The Rhode Island Supreme Court indicated in the past that, “under an appropriate factual scenario,” it will make a precedential ruling on whether a wronged patient’s lost chance to recover from illness or achieve a better medical outcome is actionable in torts (Contois v. Town of West Warwick, 865 A.2d 1019, 1023–27 (R.I. 2004)). The Almonte plaintiffs argued that this case presents such a scenario, but the Court disagreed. According to the Court, the plaintiffs failed to present evidence showing that the psychiatrist’s malpractice increased the patient’s chances to commit suicide. The Court noted that the “plaintiffs could have presented an expert to testify as to the process that would have taken place after a committal,” but have chosen not to do so. For that reason, the Court held that the lost-chance doctrine would be of no help to the plaintiffs even if it were recognized in Rhode Island.
The Court was right about alternative liability but wrong about everything else.
Begin with the spoliation doctrine. There is no difference between a doctor who negligently destroys or fails to keep a record pertaining to his patient’s diagnosis or treatment and a doctor who fails to generate such a record (see, e.g., Smith v. United States, 128 F.Supp.2d 1227 (E.D. Ar. 2000)). By the same token, a doctor commits spoliation when he denies a patient an information-generating procedure to which the patient was entitled. This is exactly what happened in the Almonte case. Furthermore, as Ariel Porat and I explain in our book, Tort Liability Under Uncertainty, Chs. 6 & 7 (Oxford University Press, 2001), a doctor who denies a patient proper treatment oftentimes commits an additional wrong: she deprives the patient of the valuable information about the effects of that treatment. This deprivation is conceptually similar to a doctor’s failure to make a medical record that could inform the patient about the course and the consequences of treatment he received. The doctor consequently should assume liability for spoliation under both scenarios.
As far as lost chances are concerned, it is only reasonable to assume that a prompt committal proceeding could improve the patient’s chances to be rescued from his suicidal situation. The patient could have been institutionalized quickly enough had the requisite proceeding been opened. The proceeding’s complete absence undeniably widened the patient’s opportunity to commit suicide. Admittedly, the plaintiffs presented no evidence that could allow factfinders to calculate the increase of this opportunity, but what evidence could they possibly present? Bringing as a witness an insider to Rhode Island’s committal process would hardly provide the required information: presumably, every committal proceeding is an individual affair that presents factually unique circumstances. For that reason, I also do not think that the patient’s lost chances could be extrapolated from the committal statistics of Rhode Island.

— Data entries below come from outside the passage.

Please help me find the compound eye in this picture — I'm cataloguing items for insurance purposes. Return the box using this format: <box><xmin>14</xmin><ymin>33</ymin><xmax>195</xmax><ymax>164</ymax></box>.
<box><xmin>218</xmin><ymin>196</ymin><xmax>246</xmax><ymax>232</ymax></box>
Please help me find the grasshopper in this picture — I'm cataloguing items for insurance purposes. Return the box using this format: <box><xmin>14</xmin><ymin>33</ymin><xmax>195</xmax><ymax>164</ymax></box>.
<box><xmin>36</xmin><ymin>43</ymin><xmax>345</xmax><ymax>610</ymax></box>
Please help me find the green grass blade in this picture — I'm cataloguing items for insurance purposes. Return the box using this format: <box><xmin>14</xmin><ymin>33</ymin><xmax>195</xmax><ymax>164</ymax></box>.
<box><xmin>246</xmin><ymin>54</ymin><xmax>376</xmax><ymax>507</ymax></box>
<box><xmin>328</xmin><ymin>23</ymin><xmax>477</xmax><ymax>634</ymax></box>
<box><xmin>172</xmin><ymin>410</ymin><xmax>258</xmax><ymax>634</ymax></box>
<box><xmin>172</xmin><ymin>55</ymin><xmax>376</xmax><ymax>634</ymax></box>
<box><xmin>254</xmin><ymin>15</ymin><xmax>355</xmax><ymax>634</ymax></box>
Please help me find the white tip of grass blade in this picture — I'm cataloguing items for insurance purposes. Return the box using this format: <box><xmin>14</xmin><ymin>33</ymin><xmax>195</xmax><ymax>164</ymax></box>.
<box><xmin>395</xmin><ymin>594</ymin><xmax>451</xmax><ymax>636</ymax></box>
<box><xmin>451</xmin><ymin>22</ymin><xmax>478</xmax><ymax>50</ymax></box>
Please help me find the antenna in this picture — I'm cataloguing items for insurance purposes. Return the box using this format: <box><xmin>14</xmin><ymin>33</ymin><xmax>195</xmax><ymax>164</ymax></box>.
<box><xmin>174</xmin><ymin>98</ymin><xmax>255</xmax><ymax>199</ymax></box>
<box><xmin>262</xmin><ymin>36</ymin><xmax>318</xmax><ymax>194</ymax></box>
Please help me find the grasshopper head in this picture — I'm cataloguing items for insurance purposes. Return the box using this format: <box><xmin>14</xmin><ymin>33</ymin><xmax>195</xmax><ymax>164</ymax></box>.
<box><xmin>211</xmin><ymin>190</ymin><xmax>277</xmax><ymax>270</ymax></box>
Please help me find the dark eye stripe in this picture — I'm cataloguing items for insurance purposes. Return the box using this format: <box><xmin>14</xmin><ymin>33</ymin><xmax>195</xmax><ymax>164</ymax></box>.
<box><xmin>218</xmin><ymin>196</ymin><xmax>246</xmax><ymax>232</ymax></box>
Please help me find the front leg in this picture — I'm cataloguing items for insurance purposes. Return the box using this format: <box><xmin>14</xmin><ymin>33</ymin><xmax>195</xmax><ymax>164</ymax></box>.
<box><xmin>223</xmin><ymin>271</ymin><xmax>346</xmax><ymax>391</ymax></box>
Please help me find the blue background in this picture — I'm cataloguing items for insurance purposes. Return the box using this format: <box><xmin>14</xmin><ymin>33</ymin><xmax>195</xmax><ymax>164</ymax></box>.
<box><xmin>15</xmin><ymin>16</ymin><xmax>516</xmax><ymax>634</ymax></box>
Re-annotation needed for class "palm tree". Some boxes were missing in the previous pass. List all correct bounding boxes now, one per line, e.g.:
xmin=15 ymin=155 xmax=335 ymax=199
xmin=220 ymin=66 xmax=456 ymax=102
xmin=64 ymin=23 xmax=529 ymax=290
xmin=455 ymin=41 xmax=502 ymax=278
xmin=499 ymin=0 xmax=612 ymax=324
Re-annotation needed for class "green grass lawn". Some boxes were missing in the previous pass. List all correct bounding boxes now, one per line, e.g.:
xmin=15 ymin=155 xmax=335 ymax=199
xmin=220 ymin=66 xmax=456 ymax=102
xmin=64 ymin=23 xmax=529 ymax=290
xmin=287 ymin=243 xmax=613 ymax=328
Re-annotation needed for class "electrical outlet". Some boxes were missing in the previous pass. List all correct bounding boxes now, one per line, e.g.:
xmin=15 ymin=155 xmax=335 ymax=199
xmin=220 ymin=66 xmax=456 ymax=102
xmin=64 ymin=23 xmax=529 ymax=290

More fundamentally, given that the psychiatrist wronged the patient, I believe that the court should have judicially noticed the fact that the patient was denied an opportunity to be promptly hospitalized against his will and rescued from the suicidal crisis. Absence of evidence upon which factfinders could estimate how big this opportunity was should have led the court to assume that the unavailable evidence is not slanted in either direction and that the patient’s lost chances could therefore be any. Under this assumption, the negligent psychiatrist should have been deemed to have denied the patient a 50% chance of surviving the crisis.